Namazake ⽣酒 Sake that has not gone thru pasteurisation.
   
Nama-Zume ⽣詰め Sake that is pasteurised only once before cellaring but not a second time before bottling and shipping.
   
Nama-Chozo ⽣貯蔵 Sake that is cellared without being pasteurized, but does receive pasteurization before being bottled.
   
Bodaimoto 菩提もと An ancient and complex fermentation starter method. Raw rice and a bit of steamed rice are left to soak in a small tub with water. While soaking, this water becomes rich in natural lactic acids given off by latic acid bacteria.
   
Kimoto ⽣酛 Describes a style of sake that uses the original yeast starter method. The yeast starter for Kimoto sake is rhythmically mixed using long paddles to combine yeast, water rice and koji into a starter mash that naturally promotes lactic acid development.
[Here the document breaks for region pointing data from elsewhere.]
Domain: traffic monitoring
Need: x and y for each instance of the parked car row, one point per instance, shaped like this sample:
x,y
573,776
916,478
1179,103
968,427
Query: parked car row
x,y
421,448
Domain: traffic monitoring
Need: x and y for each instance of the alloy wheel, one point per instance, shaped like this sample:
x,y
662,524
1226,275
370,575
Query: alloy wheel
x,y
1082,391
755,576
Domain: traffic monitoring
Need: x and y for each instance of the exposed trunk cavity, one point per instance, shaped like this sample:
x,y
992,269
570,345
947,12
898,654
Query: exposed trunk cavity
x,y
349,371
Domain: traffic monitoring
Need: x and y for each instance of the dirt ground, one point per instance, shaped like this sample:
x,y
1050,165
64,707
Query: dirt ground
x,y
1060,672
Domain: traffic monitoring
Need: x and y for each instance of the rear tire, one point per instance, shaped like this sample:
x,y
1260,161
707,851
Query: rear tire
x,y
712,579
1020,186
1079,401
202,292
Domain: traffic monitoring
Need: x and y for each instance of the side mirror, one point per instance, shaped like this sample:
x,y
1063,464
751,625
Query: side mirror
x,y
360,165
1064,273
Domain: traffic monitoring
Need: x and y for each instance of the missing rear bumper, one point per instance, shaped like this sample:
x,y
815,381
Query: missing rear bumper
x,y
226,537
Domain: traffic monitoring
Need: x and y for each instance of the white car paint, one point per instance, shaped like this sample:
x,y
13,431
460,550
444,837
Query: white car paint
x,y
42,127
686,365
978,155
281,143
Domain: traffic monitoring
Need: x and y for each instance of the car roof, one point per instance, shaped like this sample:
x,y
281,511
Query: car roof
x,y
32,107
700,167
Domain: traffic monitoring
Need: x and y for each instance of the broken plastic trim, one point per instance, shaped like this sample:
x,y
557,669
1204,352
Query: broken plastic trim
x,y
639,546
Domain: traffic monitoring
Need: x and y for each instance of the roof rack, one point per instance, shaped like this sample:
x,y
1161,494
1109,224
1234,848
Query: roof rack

Known for a robust and sometimes funky flavours with high acidity.
   
Yamahai ⼭廃 A yeast starter method that was developed after Kimoto. Yamahai allows for natural lactic acid production, but does away with the need for “Yamaoroshi” or the labor intensive macerating/mashing of the yeast starter using long wooden poles as done for centuries in the Kimoto method. Yamahai flavour profiles tend to be full bodied and funky with high acidity.
   
Seimai-Buai 精⽶歩合 Also known as rice polishing ratio. Indicates the percentage of the rice grain remaining after polishing away the outer layers of each rice grain prior to brewing.
   
Muroka 無濾過 Sake that skips the step of charcoal filtering.
   
Karakuchi ⾟⼝ To describe sake that is dry.
   
Nigori 濁り Coarsely filtered, cloudy style sake. What makes it cloudy? The coarse pressing of the sake mash leaves bits of unfermented rice solids in the sake that gives it a creamy or milky white appearance.